If there was an award for “Best Opening Dedication In A Novel,” Robert Brockway’s The Unnoticeables would win by a landslide:

To everybody who told me I was wasting my teenage years by drinking, going to punk shows, and reading comic books: Thank you for being so hilariously wrong.”

Robert Brockway is one of us.

If you haven’t stopped reading this to immediately buy the book, let me elaborate. Rarely is fiction and literature mixed with punk culture, but The Unnoticeables is oozing with punk cred and Brockway’s inspiration is clear from the get-go. A senior editor and columnist for the always insightful and hilarious Cracked, this is Brockway’s second fiction novel. It dropped in July 2015 through Tor Books, and is the first book of a future trilogy. It’s a swirling concoction of cheap beer, terrifying monsters, and anarchistic humor.

 

The Unnoticeables jumps narratives between 1970s New York and modern day Los Angeles. Carey, our protagonist for the 1970s chapters, is a scuzzy young punk. He is about as unlikable as they come; a rude, mean-spirited smartass whose only real moral quality is occasionally buying beer for one of his fellow poverty-stricken friends. It takes a lot for someone like Carey to try to be heroic, but when the Unnoticeables (seemingly-human creatures with faces that can’t quite be processed or remembered) and the Tar Men (large goopy monsters that are lava hot), start attacking other punks around the city he decides to hero up with his drunken acquaintances and get to the bottom of things.

The modern day L.A. chapters are told through Kaitlyn, a struggling stuntwoman who hates the glitz and glamor of her city. When angels (or are they demons?) start visiting her house and famous celebrities that bear an uncanny resemblance to the cast of Saved By The Bell become psychopathic empty husks of themselves, she finds herself in the middle of her own horrifying narrative. And to top it all off, somewhere in the middle of Carey and Kaitlyn’s overlapping stories might lie the answer to the universe itself.

If all of that sounds insane to you, it’s because it absolutely is.
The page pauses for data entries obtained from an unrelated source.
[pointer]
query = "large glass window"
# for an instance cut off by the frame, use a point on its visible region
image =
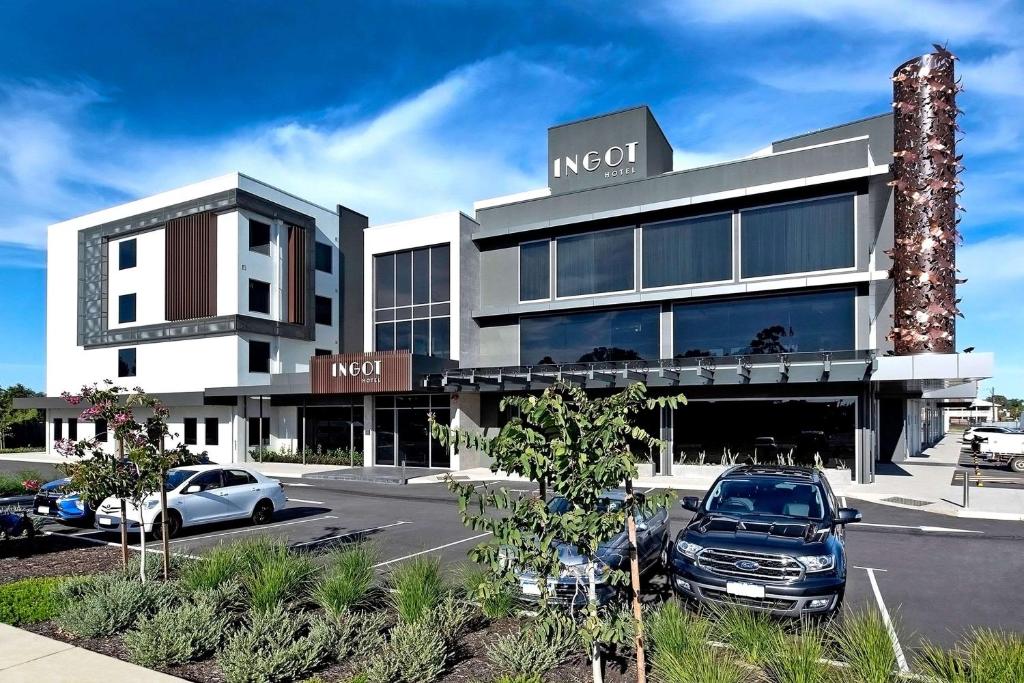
(631, 334)
(595, 262)
(813, 322)
(691, 250)
(801, 237)
(412, 307)
(535, 270)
Both narratives are enjoyable in their own ways but Carey’s punk rock world is charmingly despicable. Brockway accurately fleshes out the 1970s punk scene, warts and all. These characters are alcoholic shitbags, but they’re (sort of) lovable shitbags. Carey and his group stumble drunkenly through life, their only ambitions being attending shows and drinking the cheapest beer possible. Many characters don’t even have actual names, but are identified by accessories such as Scuffed Flannel or Safety Pins, and the underage kids trying to score free beer are known as Parasites. It’s a wonderfully depraved and relatable world, and punks everywhere will feel right at home in these pages.

While the novel can be laugh-out-loud hilarious, the horror elements are downright terrifying. The Unnoticeables does not pull any punches in its blood, gore, and uncomfortable suspense, except when a well-timed joke unveils the hilarious absurdity of a situation. The monsters are at times mysterious enough for your brain to fill in the blanks with its own horrors, and other times so in-your-face you can’t forget them when you close your eyes.

Placing a horror/sci-fi/comedy novel in the world of punk rock makes perfect sense. It even reads like a punk song: fast-paced, intense, and weird as hell. While The Unnoticeables isn’t a perfect book (the villains and their motivations can be murky at times), it’s unlike anything else out there. Brockway is the deranged madman literary punks have always needed, and this absurd/horrifying trilogy has only just begun.